In her composition, Brown included a number of Delaware-specific images: the state’s “diamond” shape in the female figure’s brooch; the spray of peach blossoms, the state’s flower, adorning her costume; the blue hen at the lower right; the state seal on the left. The central female figure, a white woman seated on clouds, rests on an outline of the state, and looks as though she is indeed awakening to the poster’s arresting call.
Brown’s painting was a gift to the Women’s College of Delaware from the Women’s Liberty Loan Committee of Delaware in 1918. The painting was restored and reframed in 1977, made possible by gifts from James W. Johnson and Mrs. Jane Brown, brother and daughter of the model, Jane Fell.
- Ethel Pennewill Brown Leach (1878-1960). “Delaware Awake!” 1918. Oil on canvas (73.5 x 46.5 inches). Museum Collections, University of Delaware Library, Museums and Press, Gift of the Women's Liberty Loan Committee of Delaware, 1918.

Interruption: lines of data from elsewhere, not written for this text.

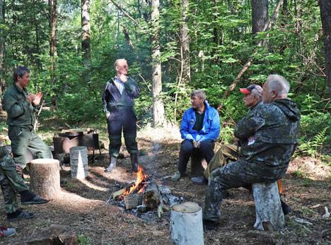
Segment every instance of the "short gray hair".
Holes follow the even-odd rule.
[[[287,95],[290,90],[289,82],[283,76],[278,74],[272,74],[267,78],[269,92],[277,91],[279,95]]]
[[[206,94],[204,90],[193,90],[191,92],[191,98],[193,96],[197,96],[204,100],[206,100]]]
[[[117,64],[120,61],[124,61],[125,62],[127,63],[127,61],[125,59],[117,59],[115,60],[115,63],[114,63],[114,68],[116,69],[116,66],[117,66]]]

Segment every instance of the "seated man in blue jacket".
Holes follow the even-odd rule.
[[[180,145],[178,172],[171,180],[179,180],[185,173],[187,162],[194,149],[198,149],[207,163],[214,157],[215,140],[219,136],[219,115],[215,108],[206,100],[202,90],[191,92],[192,107],[182,116],[180,134],[184,141]],[[207,180],[203,177],[192,178],[194,184],[203,184]]]

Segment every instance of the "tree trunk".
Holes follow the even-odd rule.
[[[30,175],[31,191],[45,199],[59,196],[61,193],[59,160],[42,158],[32,160]]]
[[[4,24],[4,0],[0,0],[0,25]],[[2,28],[0,27],[0,98],[2,97],[2,93],[4,92],[5,80],[4,80],[4,33]],[[0,100],[0,112],[2,110],[1,100]]]
[[[265,30],[268,25],[268,0],[252,0],[252,33]]]
[[[151,40],[152,42],[152,81],[153,81],[153,126],[163,126],[165,123],[164,105],[162,92],[162,76],[160,52],[159,1],[152,0]]]
[[[87,83],[91,80],[91,25],[90,25],[90,1],[81,0],[81,49],[83,52],[83,65],[85,72],[83,79]]]
[[[190,62],[190,35],[187,25],[189,0],[182,0],[182,28],[180,29],[180,48],[182,52],[182,82],[187,83],[191,80]]]
[[[327,75],[329,97],[331,97],[331,1],[320,0],[320,18],[324,37],[325,53],[325,73]]]
[[[171,208],[170,233],[175,244],[204,244],[202,211],[197,203],[187,202]]]
[[[255,202],[256,221],[254,227],[260,230],[279,230],[285,226],[277,182],[252,185]]]
[[[70,148],[71,178],[83,179],[88,175],[87,148],[76,146]]]
[[[51,57],[51,82],[55,83],[55,36],[57,31],[57,0],[49,1],[50,10],[50,56]]]

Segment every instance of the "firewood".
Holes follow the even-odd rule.
[[[175,244],[204,244],[202,211],[197,203],[187,202],[172,207],[170,233]]]
[[[125,209],[132,209],[141,204],[142,193],[137,193],[124,196]]]
[[[61,193],[59,162],[54,159],[35,159],[30,163],[31,191],[45,199]]]
[[[115,191],[112,193],[112,198],[117,199],[120,196],[121,196],[123,192],[124,192],[126,188],[121,189],[120,190],[118,190],[117,191]]]
[[[143,195],[144,204],[150,208],[157,208],[160,203],[160,193],[154,181],[147,184]]]

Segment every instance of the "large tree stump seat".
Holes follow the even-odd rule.
[[[187,202],[171,208],[170,234],[177,245],[203,245],[202,211],[197,203]]]
[[[254,227],[260,230],[279,230],[285,226],[277,182],[252,184],[255,202]]]
[[[194,150],[191,155],[191,176],[204,176],[204,169],[207,163],[198,150]]]
[[[45,199],[56,198],[61,193],[59,160],[35,159],[30,167],[31,191]]]

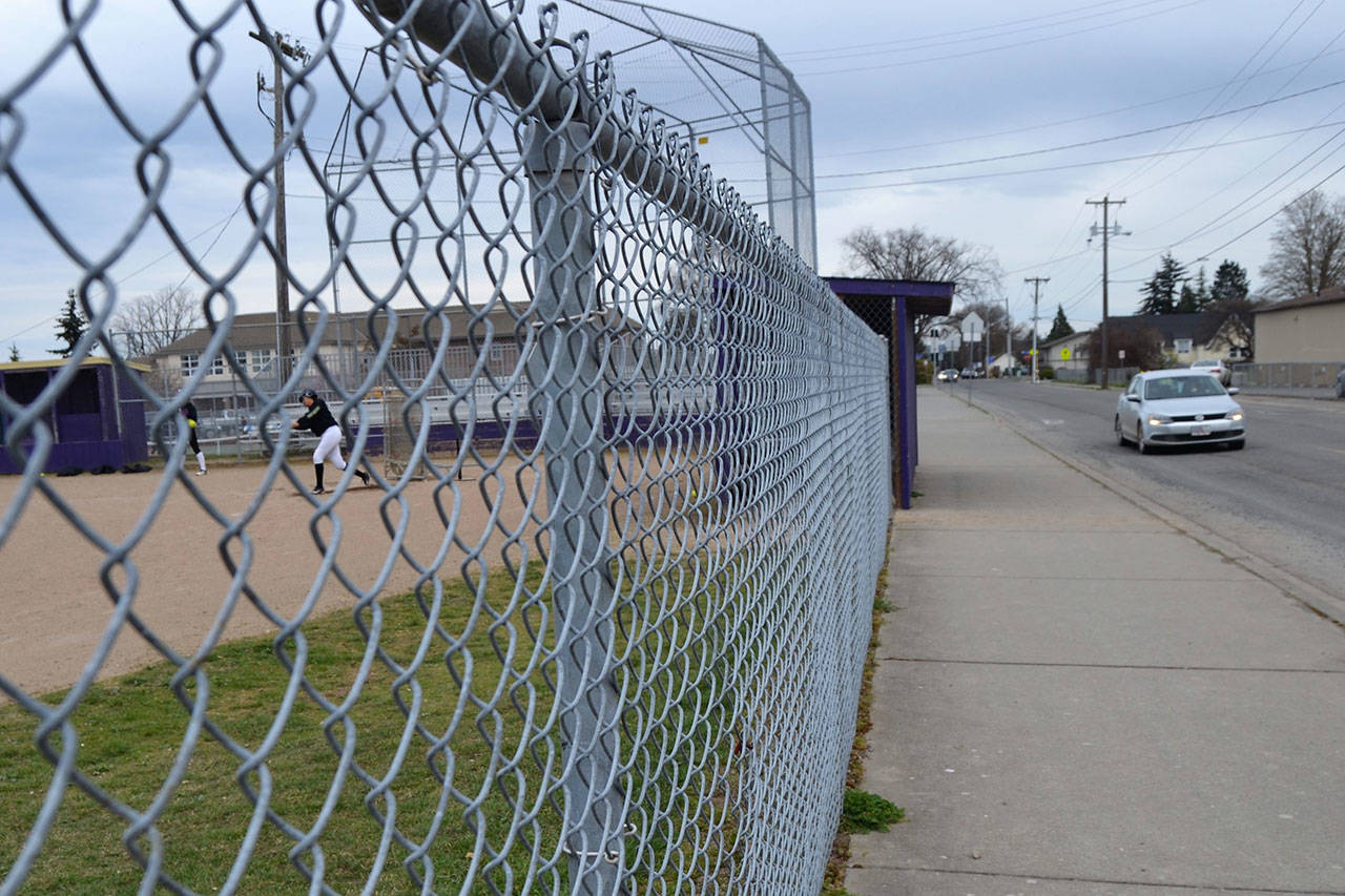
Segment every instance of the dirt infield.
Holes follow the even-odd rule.
[[[312,479],[312,467],[296,464],[301,483]],[[328,471],[334,474],[335,471]],[[482,471],[475,470],[480,476]],[[163,471],[148,474],[47,476],[43,483],[66,502],[102,538],[121,542],[147,513],[153,513],[148,531],[129,553],[129,568],[139,576],[133,611],[182,655],[200,648],[217,618],[226,638],[277,631],[245,596],[227,605],[230,573],[221,554],[221,541],[231,521],[256,506],[246,525],[252,560],[246,581],[273,612],[292,618],[317,588],[315,612],[350,607],[355,595],[336,576],[320,577],[321,550],[311,531],[316,525],[323,538],[340,523],[335,552],[336,566],[359,589],[374,589],[386,573],[383,591],[410,591],[418,573],[397,556],[393,531],[405,531],[404,549],[422,566],[438,565],[440,577],[459,573],[467,556],[461,545],[445,548],[444,518],[455,519],[457,541],[468,548],[486,544],[484,562],[502,564],[504,535],[516,531],[526,519],[521,484],[512,472],[499,479],[479,478],[440,484],[413,482],[405,491],[405,507],[381,488],[354,487],[335,505],[331,519],[323,519],[309,496],[286,478],[264,484],[265,468],[215,464],[207,476],[188,475],[210,505],[225,519],[217,519],[196,500],[188,487],[175,480],[167,499],[153,511],[153,492],[163,484]],[[0,476],[0,513],[12,513],[23,480]],[[332,482],[328,482],[328,487]],[[530,491],[527,482],[523,488]],[[483,491],[490,495],[487,500]],[[535,490],[541,515],[545,490]],[[324,495],[331,498],[332,495]],[[490,506],[496,507],[495,534],[491,535]],[[405,522],[402,519],[405,514]],[[385,522],[385,517],[387,522]],[[315,523],[315,521],[317,521]],[[530,556],[535,546],[529,544]],[[514,545],[518,560],[523,548]],[[242,558],[243,545],[229,544],[229,556]],[[133,627],[116,626],[114,601],[100,581],[105,553],[56,510],[40,491],[28,495],[17,523],[0,542],[0,675],[28,693],[43,693],[74,683],[91,661],[100,640],[114,632],[112,652],[97,674],[100,678],[139,669],[159,659],[159,654]],[[386,568],[386,570],[385,570]],[[114,583],[126,573],[114,570]],[[315,585],[315,580],[317,584]],[[0,700],[5,700],[0,696]]]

Delaware suffragists offered war service through groups such as the Red Cross and through fund-raising for the four wartime Liberty Loan campaigns. So did the state’s anti-suffragists. If suffragists claimed that they deserved voting rights because of their war work, anti-suffragists accused them of selfishness and unwomanly ambition. In the anti-suffragists’ view, their wartime sacrifices were dutifully feminine contributions, to be made without seeking any rewards in return.
- Labert St. Clair. The Story of the Liberty Loans : Being a Record of the Volunteer Liberty Loan Army, its Personnel, Mobilization and Methods. How America at home backed her allies in the world war. Washington, D.C. : James William Bryan Press, 1919.